One party said, “Miaki and Karewick said that Missi made the sickness and the hurricanes, and we ought to kill him.”

Faimungo replied, “They lie about Missi! It is our own bad conduct that makes us sick.”

They answered, “We don’t know who makes the sickness; but our fathers have taught us to kill all foreign men.”

Faimungo, clutching club and spear, exclaimed, standing betwixt them and us, “You won’t kill Missi to-day!”

In the flight we passed springs and streamlets, but though parched with sickening thirst, not one of us durst stoop down to drink, as we should have been almost certainly killed in the act. Faimungo now sent his own men home by a near path, and guided us himself till we were close upon the shore. There, sitting down he said,—

“Missi, I have now fulfilled my promise. I am so tired, I am so afraid, I dare not go farther. My love to you all. Now go on quickly! Three of my men will go with you to the next rocks. Go quickly! Farewell.”

These men went on a little, and then said, “Missi, we dare not go! Faimungo is at war with the people of the next land. You must keep straight along this path.”

So they turned and ran back to their own village.

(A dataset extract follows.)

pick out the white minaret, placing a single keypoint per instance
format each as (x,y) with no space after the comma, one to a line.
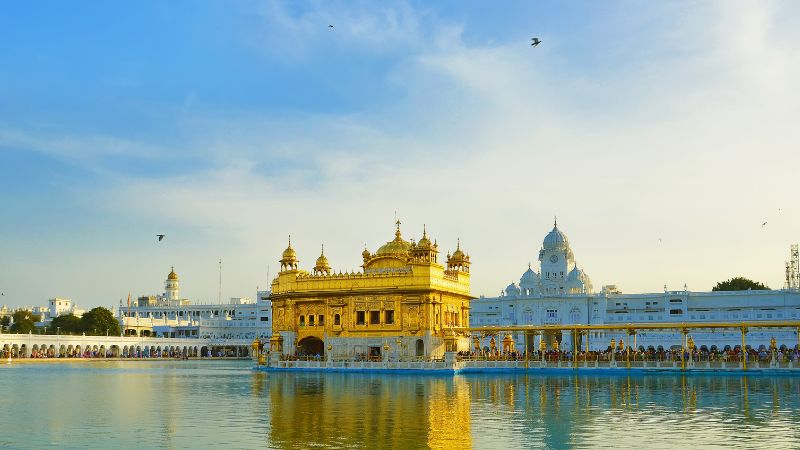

To us this district was especially perilous. Many years ago the Aneityumese had joined in a war against the Tannese of this tribe, and the thirst for revenge yet existed in their hearts, handed down from sire to son. Besides, Miaki had incited the people here to murder the Teachers and me if we attempted to escape this way. Most providentially the men were absent on a war expedition, and we saw only three lads and a great number of women and children, who ran off to the bush in terror. In the evening the enraged savages of another district assaulted the people of the shore villages for allowing us to pass, and, though sparing their lives, broke in pieces their weapons of war—a very grievous penalty. In the next district, as we hasted along the shore, two young men came running after us, poising their quivering spears. I took the useless revolver out of my little native basket, and raising it cried,—

“Beware! Lay down your spears at once on the sand, and carry my basket to the next landing at the black rocks.”